After carefully researching the 1995 scenic byway law signed by President Clinton, it became apparent to the concerned that the "stakeholders" (i.e., the Sierra Club, Cook Inlet Keepers, etc.) could control the "viewshed" (as far as the eye can see) of the "designated corridor" through the "planning committee."
This would relieve the local private property owner of any control over his/her own property.
The constitutionality of the scenic byway law has yet to be challenged. Opponents of the National Scenic Byway program point out that the idea of using public money to give to certain communities that adhere to specific doctrines has no merit within the U.S. Constitution.
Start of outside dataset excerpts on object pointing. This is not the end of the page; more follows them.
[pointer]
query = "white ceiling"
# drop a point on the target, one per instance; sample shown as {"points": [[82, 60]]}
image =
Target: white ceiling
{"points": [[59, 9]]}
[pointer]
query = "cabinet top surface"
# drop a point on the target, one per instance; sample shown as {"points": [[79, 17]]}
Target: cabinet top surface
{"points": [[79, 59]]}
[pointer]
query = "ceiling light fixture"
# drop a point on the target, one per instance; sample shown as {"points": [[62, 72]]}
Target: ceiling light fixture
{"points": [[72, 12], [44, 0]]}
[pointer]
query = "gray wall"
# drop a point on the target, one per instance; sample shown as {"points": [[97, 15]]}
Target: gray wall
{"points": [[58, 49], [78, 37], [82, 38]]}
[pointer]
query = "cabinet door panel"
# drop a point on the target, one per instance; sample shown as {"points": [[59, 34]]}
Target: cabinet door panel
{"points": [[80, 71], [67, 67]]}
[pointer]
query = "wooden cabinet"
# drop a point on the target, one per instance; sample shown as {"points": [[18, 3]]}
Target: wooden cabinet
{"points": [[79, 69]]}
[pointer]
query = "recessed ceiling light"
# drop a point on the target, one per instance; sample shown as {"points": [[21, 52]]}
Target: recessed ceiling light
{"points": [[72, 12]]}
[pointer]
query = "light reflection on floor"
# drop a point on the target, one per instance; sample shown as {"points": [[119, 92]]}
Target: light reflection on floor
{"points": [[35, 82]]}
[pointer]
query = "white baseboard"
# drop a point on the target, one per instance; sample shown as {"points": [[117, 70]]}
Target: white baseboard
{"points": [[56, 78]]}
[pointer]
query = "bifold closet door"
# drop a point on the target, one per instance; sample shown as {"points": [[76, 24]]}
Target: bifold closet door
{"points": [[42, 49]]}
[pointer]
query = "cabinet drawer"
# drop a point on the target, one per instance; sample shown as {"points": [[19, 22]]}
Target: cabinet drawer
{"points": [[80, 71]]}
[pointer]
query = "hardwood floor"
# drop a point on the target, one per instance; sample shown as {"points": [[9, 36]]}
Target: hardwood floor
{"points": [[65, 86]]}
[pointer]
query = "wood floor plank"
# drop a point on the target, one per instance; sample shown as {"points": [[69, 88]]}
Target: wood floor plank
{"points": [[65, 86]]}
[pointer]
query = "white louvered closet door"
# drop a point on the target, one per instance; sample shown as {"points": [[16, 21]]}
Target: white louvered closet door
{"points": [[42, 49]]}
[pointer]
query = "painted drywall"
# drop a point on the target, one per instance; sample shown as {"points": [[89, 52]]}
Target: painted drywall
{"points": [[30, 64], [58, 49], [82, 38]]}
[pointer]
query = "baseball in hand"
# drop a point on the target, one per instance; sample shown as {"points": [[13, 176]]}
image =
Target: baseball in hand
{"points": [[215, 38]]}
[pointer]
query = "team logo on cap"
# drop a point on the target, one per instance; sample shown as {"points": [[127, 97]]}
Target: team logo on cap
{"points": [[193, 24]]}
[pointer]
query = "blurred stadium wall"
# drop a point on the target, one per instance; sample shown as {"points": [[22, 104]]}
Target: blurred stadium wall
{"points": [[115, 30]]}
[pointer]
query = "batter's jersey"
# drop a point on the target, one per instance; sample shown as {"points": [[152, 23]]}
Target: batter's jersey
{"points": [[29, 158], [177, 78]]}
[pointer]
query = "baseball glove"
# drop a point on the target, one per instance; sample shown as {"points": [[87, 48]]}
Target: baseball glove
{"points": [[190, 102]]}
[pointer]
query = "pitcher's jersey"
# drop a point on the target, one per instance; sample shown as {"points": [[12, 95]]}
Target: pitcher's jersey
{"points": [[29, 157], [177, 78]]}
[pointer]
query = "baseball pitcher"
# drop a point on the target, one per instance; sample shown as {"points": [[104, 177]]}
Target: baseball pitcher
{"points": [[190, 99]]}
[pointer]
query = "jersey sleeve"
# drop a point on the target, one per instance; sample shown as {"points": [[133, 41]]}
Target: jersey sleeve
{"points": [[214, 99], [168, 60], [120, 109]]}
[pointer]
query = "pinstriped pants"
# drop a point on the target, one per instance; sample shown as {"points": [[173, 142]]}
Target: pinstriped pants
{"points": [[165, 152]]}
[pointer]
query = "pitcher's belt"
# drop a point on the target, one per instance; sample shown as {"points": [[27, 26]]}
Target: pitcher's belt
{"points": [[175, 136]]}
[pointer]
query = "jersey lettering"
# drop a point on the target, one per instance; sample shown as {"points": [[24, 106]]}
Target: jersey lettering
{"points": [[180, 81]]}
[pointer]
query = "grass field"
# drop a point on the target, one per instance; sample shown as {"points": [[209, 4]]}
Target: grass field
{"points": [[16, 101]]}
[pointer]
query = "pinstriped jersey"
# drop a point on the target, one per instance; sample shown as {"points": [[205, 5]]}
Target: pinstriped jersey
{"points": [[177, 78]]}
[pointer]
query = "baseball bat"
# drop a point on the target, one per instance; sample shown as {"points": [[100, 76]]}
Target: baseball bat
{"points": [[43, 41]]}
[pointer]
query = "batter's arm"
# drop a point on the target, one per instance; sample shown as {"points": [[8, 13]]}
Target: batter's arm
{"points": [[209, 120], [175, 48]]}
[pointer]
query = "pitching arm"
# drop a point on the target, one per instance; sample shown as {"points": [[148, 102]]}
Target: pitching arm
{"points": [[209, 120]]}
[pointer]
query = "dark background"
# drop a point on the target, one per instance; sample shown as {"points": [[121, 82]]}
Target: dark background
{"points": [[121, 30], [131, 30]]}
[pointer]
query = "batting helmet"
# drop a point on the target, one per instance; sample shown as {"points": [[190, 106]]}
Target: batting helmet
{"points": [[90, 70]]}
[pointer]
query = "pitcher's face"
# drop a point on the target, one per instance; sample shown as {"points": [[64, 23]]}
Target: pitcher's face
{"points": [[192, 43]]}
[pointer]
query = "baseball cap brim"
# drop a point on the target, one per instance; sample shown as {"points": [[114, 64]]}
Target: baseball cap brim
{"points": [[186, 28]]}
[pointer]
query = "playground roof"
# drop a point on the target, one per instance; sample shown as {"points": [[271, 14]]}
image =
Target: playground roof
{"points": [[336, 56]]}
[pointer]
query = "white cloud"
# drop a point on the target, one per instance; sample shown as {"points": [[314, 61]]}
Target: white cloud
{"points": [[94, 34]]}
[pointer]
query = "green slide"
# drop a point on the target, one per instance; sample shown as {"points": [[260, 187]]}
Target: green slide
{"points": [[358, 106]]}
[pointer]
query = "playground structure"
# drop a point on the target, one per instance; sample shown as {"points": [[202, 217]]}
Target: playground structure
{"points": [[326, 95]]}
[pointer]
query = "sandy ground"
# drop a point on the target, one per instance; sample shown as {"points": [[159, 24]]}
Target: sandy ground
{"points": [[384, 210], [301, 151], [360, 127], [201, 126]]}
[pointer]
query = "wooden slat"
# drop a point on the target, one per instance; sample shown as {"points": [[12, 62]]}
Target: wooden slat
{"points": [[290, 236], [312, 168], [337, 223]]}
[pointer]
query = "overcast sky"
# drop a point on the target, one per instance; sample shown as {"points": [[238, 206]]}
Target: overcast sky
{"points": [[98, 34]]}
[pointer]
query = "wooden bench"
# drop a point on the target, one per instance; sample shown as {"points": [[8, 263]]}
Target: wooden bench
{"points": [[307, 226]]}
Over the last 40 years the original intent of our Founding Fathers has been under attack. The original intent was limited federal government, not the bloated system that currently exists. By defeating this byway push, the Kenai Peninsula Borough Assembly has begun to roll back the spread of big government, one little step at a time.
A special thanks should be extended to Ron Long of Seward who cast the deciding vote. He upheld an assembly tradition of refusing to override the wishes of the areas most affected by a proposed measure, in this instance, the communities of Sterling and Kasilof.